The Organization of American States Permanent Council will hold an extraordinary meeting Tuesday to assess the situation in Honduras following the interruption of the process agreed by both sides to end the several months political crisis.
The “interruption of the process” is that Mel Zelaya decided to backtrack after he committed to the agreement.
The article continues,
In last Wednesday’ session several countries such as Venezuela, Bolivia, Nicaragua, Ecuador and Brazil expressed concern because of the delay in the implementation of the much worked Tegucigalpa/San Jose accord.
The council requested a new report on the situation from OAS Secretary General Jose Miguel Insulza and reaffirmed that the November 29th election results will not be recognized unless ousted president Manuel Zelaya is reinstated in office.
The OAS is simply echoing Hugo Chavez: the Venezuelan ambassador to the OAS, Roy Chaderton, declared that Micheletti is a mouse toying with the OAS.
Meanwhile, Lanny Davis, writing in the Wall Street Journal, sees The Way Forward in Honduras
The U.S. should recognize the coming election, whether Manuel Zelaya does or not.
It’s more accurate to say Mr. Zelaya moved to destroy the accord. It called for him to propose members of the reconciliation government by Nov. 5, and it also gave Honduras’s Congress the right to vote whether to reinstate him as president. But Mr. Zelaya refused to make his appointments, even while Mr. Micheletti proposed his appointments on time. On Friday, Mr. Zelaya declared the accord null and void before Congress could vote on whether to restore him to power.
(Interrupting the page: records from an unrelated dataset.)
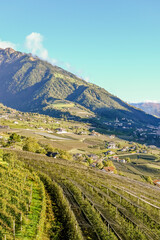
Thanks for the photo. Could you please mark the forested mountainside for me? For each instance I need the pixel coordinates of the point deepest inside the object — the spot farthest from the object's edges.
(149, 107)
(30, 84)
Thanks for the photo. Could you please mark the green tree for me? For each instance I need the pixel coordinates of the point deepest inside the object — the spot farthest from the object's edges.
(31, 145)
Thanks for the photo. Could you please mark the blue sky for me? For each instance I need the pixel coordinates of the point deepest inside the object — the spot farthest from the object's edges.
(112, 43)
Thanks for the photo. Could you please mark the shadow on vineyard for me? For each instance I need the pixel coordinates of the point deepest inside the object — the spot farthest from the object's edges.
(84, 203)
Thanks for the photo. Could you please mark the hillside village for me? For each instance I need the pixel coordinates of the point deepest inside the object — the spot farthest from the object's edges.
(104, 152)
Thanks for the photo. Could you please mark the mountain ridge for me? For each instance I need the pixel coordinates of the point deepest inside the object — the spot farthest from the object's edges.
(149, 107)
(31, 84)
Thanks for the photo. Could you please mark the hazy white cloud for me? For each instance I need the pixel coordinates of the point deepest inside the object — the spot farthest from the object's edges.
(151, 101)
(86, 79)
(34, 44)
(7, 44)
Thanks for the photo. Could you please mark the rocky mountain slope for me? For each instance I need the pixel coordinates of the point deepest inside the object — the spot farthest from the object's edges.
(149, 107)
(30, 84)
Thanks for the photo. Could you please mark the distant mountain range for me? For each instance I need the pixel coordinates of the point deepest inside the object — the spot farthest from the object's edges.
(149, 107)
(30, 84)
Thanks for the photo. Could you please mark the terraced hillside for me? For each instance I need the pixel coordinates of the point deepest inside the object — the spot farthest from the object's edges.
(106, 206)
(27, 210)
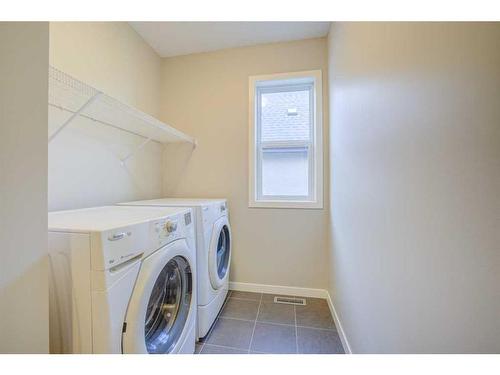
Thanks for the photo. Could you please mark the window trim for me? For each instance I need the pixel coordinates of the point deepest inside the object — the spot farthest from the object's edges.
(315, 200)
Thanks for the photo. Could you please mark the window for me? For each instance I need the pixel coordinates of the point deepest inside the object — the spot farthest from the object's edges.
(286, 160)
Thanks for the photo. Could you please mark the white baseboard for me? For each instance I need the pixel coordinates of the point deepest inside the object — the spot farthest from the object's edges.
(340, 329)
(278, 289)
(299, 292)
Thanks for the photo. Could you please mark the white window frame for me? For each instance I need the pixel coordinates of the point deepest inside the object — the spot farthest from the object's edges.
(272, 82)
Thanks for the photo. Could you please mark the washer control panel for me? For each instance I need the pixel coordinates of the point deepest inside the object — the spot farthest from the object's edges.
(167, 229)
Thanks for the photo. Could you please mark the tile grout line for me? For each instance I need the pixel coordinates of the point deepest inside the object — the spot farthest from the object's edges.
(278, 324)
(226, 347)
(215, 321)
(255, 323)
(296, 330)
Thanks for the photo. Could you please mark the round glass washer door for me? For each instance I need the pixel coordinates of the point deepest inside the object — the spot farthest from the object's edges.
(168, 306)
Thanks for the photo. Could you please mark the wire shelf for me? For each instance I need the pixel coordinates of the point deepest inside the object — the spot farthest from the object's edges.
(81, 99)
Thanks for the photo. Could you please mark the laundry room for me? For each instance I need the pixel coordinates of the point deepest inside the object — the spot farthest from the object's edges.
(213, 187)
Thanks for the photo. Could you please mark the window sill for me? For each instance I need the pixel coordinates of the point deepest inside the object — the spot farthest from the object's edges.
(309, 205)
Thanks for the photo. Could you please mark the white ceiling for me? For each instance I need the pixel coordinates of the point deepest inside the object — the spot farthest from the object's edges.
(182, 38)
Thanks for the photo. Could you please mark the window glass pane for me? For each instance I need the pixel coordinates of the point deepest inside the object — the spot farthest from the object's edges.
(285, 171)
(285, 116)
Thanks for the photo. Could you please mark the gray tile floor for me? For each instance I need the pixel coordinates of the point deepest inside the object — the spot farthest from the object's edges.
(252, 323)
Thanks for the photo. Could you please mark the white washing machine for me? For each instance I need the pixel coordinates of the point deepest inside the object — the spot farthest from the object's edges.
(213, 244)
(122, 280)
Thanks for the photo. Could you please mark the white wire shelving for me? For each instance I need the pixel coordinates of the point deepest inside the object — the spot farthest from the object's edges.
(80, 99)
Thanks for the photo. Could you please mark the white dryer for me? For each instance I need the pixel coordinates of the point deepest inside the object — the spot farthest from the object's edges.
(122, 280)
(213, 244)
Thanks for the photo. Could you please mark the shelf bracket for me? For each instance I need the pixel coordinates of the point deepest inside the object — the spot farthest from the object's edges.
(146, 141)
(75, 114)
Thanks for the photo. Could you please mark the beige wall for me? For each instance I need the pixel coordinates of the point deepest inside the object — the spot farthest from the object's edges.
(84, 159)
(206, 95)
(23, 187)
(415, 143)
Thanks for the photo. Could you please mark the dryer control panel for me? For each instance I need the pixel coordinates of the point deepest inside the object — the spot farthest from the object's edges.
(172, 228)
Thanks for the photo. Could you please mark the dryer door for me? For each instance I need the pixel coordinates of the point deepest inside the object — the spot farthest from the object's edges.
(161, 303)
(219, 255)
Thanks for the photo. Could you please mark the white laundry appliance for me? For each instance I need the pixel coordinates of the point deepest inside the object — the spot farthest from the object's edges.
(213, 244)
(122, 280)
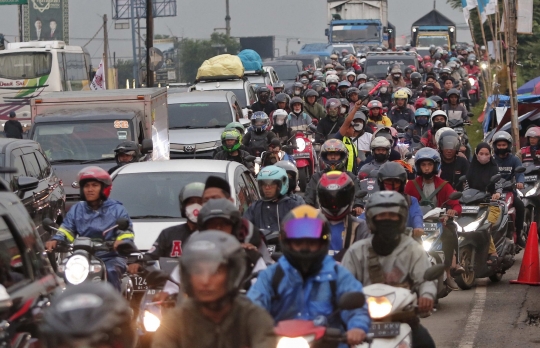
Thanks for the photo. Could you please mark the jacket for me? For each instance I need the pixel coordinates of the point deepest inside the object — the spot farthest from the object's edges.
(246, 325)
(268, 215)
(309, 298)
(407, 263)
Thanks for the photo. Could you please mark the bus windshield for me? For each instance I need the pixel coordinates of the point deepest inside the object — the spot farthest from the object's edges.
(82, 141)
(25, 65)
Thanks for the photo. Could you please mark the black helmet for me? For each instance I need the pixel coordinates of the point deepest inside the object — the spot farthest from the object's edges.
(213, 249)
(392, 170)
(93, 313)
(194, 189)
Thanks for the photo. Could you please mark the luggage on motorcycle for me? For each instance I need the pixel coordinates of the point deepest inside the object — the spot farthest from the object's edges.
(250, 60)
(221, 67)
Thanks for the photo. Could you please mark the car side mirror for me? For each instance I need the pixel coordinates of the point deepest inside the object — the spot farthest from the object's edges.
(147, 146)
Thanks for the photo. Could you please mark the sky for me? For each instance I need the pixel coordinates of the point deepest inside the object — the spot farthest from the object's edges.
(295, 19)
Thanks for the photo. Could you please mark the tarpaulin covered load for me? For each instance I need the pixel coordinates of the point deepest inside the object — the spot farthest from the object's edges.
(251, 60)
(223, 66)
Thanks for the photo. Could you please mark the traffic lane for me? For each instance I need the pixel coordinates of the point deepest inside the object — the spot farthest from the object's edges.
(488, 315)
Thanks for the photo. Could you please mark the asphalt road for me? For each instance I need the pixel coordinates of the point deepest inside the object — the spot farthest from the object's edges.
(488, 315)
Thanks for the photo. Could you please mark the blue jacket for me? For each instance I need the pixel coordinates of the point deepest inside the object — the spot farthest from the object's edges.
(84, 221)
(308, 299)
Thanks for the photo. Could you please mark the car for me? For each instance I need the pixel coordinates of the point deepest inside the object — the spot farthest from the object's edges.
(34, 182)
(197, 119)
(149, 191)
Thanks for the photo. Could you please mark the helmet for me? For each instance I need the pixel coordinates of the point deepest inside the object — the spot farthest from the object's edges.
(335, 193)
(291, 170)
(392, 170)
(194, 189)
(94, 173)
(427, 153)
(93, 313)
(274, 174)
(231, 134)
(213, 249)
(305, 222)
(219, 208)
(383, 202)
(334, 146)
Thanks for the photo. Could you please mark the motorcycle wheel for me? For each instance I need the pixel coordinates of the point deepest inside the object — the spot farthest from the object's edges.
(466, 280)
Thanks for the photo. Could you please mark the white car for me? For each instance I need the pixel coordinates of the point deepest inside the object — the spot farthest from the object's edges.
(149, 191)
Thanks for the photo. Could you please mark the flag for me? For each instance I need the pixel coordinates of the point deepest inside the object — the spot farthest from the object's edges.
(98, 83)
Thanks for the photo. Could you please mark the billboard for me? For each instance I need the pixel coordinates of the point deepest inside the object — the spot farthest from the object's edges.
(263, 45)
(46, 20)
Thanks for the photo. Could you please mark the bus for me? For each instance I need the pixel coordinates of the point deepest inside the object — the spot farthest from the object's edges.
(30, 69)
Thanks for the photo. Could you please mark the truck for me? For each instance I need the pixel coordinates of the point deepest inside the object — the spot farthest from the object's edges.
(362, 23)
(82, 128)
(432, 29)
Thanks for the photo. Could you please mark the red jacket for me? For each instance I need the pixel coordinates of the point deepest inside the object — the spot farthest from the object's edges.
(442, 196)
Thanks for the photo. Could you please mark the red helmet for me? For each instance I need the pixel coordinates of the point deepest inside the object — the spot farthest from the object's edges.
(94, 173)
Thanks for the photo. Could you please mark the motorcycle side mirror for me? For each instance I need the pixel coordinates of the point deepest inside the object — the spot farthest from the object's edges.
(434, 272)
(351, 300)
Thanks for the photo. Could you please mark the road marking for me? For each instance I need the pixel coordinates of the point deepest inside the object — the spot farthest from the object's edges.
(473, 322)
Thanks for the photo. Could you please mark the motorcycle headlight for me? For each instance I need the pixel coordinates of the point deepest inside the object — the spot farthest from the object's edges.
(379, 307)
(77, 269)
(151, 322)
(301, 144)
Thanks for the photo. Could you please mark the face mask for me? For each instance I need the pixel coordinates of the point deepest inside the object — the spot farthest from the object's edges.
(192, 212)
(483, 159)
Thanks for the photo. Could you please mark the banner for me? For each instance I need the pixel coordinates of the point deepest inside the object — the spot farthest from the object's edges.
(99, 83)
(46, 20)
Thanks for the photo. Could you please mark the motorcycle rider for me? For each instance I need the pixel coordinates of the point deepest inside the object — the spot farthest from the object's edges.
(93, 215)
(429, 189)
(213, 270)
(305, 242)
(70, 319)
(507, 162)
(392, 257)
(126, 152)
(267, 212)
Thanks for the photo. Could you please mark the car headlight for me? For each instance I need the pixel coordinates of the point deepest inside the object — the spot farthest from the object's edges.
(380, 306)
(77, 269)
(151, 322)
(301, 144)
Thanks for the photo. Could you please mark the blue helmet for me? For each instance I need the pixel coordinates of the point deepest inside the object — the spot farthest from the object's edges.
(427, 153)
(273, 174)
(259, 121)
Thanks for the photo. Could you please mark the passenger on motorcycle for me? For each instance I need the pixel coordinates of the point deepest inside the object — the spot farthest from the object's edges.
(213, 270)
(507, 162)
(267, 212)
(93, 215)
(430, 190)
(259, 137)
(126, 152)
(285, 295)
(392, 257)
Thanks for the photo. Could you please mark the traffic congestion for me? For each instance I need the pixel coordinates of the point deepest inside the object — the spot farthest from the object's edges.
(329, 198)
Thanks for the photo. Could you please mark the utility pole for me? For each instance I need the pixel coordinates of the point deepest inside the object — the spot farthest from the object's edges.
(149, 42)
Interestingly, he had insisted on adding the congressional vote to the agreement, so his decision to blow up the process before the vote is an indication that even he realizes he would lose a vote in a Congress controlled by his liberal party.
If there is to be a resolution to this crisis, it will likely only come if the Obama administration (which helped both sides hammer out the accord), leaders in the U.S. Congress, and the Organization of American States (OAS) make sure that Mr. Zelaya does not get away with breaking his word.
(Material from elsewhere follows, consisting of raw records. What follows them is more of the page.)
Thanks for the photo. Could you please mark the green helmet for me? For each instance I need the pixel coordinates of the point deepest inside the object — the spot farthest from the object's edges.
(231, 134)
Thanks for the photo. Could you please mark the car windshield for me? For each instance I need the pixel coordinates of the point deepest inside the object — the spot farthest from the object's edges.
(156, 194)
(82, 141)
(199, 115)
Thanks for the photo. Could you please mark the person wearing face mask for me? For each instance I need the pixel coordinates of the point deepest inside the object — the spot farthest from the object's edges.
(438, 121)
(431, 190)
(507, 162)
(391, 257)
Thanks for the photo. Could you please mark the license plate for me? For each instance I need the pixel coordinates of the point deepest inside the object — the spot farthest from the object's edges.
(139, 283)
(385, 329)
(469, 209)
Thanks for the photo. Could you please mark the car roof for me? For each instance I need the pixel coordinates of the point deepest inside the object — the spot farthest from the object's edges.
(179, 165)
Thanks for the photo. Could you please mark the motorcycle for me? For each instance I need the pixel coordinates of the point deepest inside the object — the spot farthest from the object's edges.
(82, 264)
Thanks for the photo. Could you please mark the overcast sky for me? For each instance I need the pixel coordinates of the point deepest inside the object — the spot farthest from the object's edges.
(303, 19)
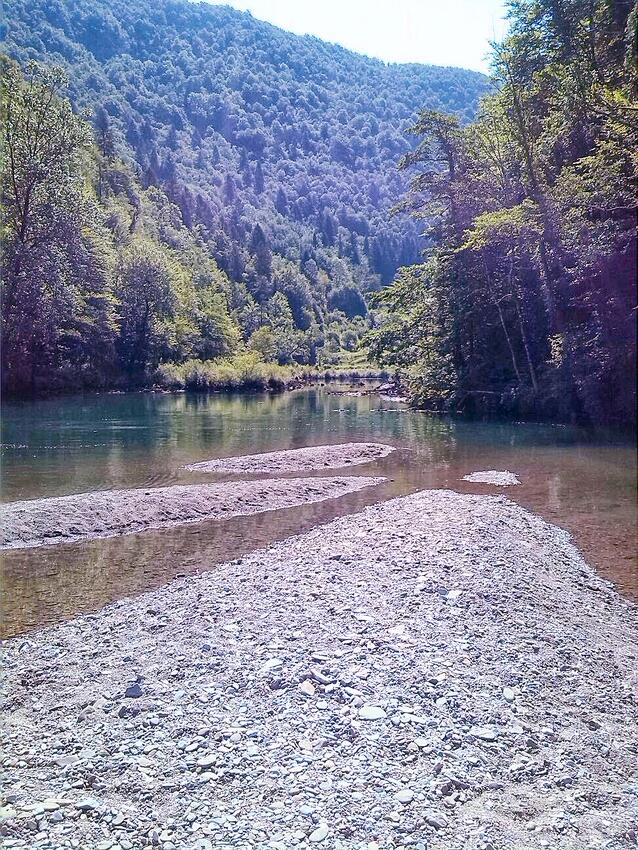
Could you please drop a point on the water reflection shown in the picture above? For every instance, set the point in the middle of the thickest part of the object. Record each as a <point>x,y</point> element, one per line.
<point>73,445</point>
One vital part of the accord calls for international monitors to go to Honduras to prepare for the presidential elections, which are scheduled for Nov. 29. Under the accord the monitors will work with the Honduran Supreme Electoral Tribunal, a four-member body appointed by Honduras’s Congress when Mr. Zelaya was in power, and which is independent of the executive branch. The White House and the U.S. Congress need to call for this step to be taken immediately.
Mr. Zelaya’s modus operandi is clear. In 2005, he got elected president while vowing to uphold the constitution. He then violated the country’s constitution by pushing for a vote that would have allowed him to extend his time in office. Honduras’s Constitution specifically states that a president who does that is to be automatically removed, which is why the country’s Supreme Court and Congress supported his removal. Mr. Zelaya’s response was to turn to OAS Secretary General José Miguel Insulza and the OAS to support him in ignoring his constitutional and legal commitments—and they did so.
Mr. Zelaya’s agenda is to reinstall himself to power before the presidential elections. If he succeeds, he might be able to disrupt those elections and create a constitutional crisis by ensuring that no one is credibly elected president. If that occurs, he would likely declare himself president ad infinitum—just what he was trying to do when he was ousted in June.
The bottom line is that a deal is a deal. The U.S. government needs to insist on the implementation of the accord and endorse the results of the Nov. 29 presidential elections as verified by international monitors. Once that happens, Mr. Zelaya will be irrelevant, a footnote as a president who thought he was above the constitution./blockquote>Amen to that.